At what temperature is the root mean square speed of an atom in an argon gas cylinder equal to the rms speed of a helium gas atom at – 20 °C? (atomic mass of Ar = 39.9 u, of He = 4.0 u).

Answer 1

Temperature of the helium atom, T_He = –20°C= 253 K

Atomic mass of argon, M_Ar = 39.9 u

Atomic mass of helium, M_He = 4.0 u

Let, (v_rms)_Ar be the rms speed of argon.

Let (v_rms)_He be the rms speed of helium.

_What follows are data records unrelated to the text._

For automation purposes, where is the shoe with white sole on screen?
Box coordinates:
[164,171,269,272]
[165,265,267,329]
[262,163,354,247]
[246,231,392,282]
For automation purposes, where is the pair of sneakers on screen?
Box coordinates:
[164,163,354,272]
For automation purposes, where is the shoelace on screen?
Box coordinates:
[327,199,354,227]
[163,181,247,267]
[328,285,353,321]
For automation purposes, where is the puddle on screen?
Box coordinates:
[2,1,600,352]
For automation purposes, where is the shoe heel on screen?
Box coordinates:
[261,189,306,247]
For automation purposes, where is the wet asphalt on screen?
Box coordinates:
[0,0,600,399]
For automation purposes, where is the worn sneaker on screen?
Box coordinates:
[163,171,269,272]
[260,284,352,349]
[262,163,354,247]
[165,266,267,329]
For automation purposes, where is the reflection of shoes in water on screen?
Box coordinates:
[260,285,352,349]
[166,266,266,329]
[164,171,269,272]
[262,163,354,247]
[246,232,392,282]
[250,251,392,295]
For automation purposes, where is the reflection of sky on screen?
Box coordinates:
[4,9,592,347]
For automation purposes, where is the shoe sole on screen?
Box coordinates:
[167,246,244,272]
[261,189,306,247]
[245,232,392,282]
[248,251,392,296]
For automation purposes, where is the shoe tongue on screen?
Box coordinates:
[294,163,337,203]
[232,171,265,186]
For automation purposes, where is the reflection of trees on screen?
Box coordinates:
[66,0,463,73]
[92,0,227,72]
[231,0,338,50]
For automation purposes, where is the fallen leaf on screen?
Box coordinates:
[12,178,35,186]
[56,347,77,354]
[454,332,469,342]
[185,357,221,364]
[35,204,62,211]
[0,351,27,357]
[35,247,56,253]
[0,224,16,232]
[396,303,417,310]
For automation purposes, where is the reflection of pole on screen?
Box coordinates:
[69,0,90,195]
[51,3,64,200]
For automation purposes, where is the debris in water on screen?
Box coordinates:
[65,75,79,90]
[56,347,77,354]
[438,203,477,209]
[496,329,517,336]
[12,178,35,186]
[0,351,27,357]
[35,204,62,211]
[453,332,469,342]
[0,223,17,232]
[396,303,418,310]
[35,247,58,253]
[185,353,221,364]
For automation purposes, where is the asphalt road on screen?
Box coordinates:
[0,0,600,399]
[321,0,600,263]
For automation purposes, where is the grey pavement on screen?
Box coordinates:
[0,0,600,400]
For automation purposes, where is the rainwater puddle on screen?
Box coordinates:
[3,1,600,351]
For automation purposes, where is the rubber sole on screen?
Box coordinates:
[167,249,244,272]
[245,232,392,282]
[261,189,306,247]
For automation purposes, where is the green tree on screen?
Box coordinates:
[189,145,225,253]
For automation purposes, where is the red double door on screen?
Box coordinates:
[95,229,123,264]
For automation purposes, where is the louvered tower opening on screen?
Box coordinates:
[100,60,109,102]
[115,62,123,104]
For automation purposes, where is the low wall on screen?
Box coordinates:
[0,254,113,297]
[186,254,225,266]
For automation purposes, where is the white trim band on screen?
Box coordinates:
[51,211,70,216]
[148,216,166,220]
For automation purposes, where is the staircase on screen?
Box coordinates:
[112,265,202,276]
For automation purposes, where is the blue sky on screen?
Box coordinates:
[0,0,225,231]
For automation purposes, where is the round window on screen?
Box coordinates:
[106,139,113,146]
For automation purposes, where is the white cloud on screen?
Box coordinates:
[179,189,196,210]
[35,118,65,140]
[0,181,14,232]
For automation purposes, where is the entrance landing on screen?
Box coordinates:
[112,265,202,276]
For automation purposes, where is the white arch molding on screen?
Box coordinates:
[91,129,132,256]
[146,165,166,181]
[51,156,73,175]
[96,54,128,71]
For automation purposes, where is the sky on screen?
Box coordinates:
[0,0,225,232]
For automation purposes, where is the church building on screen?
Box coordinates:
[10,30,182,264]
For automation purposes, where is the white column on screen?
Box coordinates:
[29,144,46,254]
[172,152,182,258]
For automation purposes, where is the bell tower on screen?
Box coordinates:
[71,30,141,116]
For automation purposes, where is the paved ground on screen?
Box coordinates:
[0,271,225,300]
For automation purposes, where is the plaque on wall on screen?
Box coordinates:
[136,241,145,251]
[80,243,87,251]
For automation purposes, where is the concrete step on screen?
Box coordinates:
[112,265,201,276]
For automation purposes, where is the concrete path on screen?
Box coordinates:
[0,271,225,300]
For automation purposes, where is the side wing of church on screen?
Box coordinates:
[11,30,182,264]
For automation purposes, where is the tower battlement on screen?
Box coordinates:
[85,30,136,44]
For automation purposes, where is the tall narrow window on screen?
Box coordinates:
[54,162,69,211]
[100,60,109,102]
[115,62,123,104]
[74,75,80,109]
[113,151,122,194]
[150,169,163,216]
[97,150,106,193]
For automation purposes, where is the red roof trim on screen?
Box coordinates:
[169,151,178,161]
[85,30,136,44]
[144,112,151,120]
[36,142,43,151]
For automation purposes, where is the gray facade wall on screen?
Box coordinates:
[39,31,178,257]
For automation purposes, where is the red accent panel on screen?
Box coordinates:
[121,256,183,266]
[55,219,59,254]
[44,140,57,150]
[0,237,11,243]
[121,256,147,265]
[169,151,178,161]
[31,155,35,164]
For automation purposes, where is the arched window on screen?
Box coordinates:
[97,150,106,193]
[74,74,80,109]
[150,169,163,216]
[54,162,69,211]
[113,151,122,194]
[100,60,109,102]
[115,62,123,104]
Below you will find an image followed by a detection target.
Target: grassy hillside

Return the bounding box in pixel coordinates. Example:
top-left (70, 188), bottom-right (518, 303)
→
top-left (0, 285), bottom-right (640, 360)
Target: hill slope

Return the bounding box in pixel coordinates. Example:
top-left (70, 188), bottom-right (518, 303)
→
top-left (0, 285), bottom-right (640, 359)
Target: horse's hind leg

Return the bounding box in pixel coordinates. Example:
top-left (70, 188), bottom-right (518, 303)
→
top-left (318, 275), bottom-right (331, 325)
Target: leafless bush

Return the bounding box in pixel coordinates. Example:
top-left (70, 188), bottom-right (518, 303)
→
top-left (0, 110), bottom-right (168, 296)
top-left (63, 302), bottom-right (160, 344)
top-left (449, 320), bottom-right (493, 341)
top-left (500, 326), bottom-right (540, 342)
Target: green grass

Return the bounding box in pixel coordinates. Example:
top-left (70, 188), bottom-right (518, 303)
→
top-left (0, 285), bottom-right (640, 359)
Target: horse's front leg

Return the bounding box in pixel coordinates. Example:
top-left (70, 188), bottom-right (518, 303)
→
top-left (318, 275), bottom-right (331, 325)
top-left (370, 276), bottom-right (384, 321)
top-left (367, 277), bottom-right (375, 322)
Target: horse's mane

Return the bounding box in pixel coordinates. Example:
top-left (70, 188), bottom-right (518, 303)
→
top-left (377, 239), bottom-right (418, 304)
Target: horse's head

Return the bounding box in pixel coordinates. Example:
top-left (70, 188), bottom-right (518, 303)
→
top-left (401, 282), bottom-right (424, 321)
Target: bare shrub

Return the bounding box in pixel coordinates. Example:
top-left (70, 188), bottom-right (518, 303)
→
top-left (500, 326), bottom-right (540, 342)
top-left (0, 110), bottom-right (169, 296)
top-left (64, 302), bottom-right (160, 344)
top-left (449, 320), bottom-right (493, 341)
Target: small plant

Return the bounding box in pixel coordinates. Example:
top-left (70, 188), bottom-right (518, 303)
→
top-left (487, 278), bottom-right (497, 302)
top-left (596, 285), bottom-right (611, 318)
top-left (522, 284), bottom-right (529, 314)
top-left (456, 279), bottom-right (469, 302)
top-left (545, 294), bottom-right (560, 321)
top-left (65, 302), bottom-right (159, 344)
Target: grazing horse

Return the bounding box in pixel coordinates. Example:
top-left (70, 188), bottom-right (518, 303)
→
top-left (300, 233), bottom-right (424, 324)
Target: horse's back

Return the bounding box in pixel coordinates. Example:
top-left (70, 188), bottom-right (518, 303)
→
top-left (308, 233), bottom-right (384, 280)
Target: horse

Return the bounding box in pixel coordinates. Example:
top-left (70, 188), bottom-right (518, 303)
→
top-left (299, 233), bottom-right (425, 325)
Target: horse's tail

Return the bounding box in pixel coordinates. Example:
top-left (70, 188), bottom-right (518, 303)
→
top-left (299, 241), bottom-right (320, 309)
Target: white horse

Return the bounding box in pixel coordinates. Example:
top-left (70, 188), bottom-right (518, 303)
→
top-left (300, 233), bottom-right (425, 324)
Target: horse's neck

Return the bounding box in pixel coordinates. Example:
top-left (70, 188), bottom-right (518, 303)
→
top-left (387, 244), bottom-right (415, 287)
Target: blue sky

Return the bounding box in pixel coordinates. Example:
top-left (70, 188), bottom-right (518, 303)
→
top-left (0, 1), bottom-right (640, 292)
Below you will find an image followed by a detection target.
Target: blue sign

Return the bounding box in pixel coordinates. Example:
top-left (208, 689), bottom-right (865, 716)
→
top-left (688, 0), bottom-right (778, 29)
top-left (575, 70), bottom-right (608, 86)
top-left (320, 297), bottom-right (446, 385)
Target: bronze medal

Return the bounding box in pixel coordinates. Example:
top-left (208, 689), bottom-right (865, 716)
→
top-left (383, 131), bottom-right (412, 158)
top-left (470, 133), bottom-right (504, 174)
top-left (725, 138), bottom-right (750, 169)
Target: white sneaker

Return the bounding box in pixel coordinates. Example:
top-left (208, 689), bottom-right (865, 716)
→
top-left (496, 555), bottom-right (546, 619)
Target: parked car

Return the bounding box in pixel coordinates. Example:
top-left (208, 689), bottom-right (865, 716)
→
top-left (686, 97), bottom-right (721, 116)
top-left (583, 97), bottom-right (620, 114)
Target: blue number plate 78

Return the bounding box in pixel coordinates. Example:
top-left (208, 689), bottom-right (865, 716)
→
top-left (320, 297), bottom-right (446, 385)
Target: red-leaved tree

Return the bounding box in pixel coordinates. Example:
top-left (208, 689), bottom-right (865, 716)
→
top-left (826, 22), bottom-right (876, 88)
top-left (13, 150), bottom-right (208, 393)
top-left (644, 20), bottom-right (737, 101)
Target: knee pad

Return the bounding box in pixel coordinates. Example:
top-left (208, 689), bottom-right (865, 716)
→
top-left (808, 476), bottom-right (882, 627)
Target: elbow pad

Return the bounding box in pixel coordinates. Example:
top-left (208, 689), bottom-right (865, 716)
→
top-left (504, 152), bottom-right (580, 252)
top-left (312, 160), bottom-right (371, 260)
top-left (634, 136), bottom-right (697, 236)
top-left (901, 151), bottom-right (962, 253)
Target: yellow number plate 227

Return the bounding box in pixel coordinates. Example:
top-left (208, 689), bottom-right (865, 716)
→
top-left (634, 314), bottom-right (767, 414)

The rms speed of argon is given by:

`(v_"rms")_"Ar" = sqrt((3RT_"Ar")/M_"Ar")` .... (1)

Where,

R is the universal gas constant

T_Ar is temperature of argon gas

The rms speed of helium is given by:

`(v_"rms")_"He" = sqrt((3RT_"He")/M_"He")` ... (ii)

It is given that

(v_rms)_Ar = (v_rms)_He

`sqrt((3RT_"Ar")/ M_"Ar")` = `sqrt((3RT_"He")/M_"He")`

`T_"Ar"/M_"Ar" = T_"He"/M_"He"`

`T_"Ar" = T_"He"/M_"He"  xx M_"Ar"`

`= 253/4 xx 39.9`

= 2523.675 = 2.52 × 10³ K

Therefore, the temperature of the argon atom is 2.52 × 10³ K.

Answer 2

Let C and C’ be the rms velocity of argon and a helium gas atoms at temperature T K and T K respectively

Here, M = 39.9; M’ = 4.0; T =?; T = -20 + 273 = 253 K

Now, `C = sqrt((3RT)/M
)= sqrt((3RT)/39.9)` and `C' = sqrt((3RT')/M') = sqrt(3R xx 253)/4`

Since C =C'

Therefore `sqrt((3RT)/39.9) =  sqrt(3Rxx253)/4` or `T = (39.9 xx 253)/4  = 2523.7 K`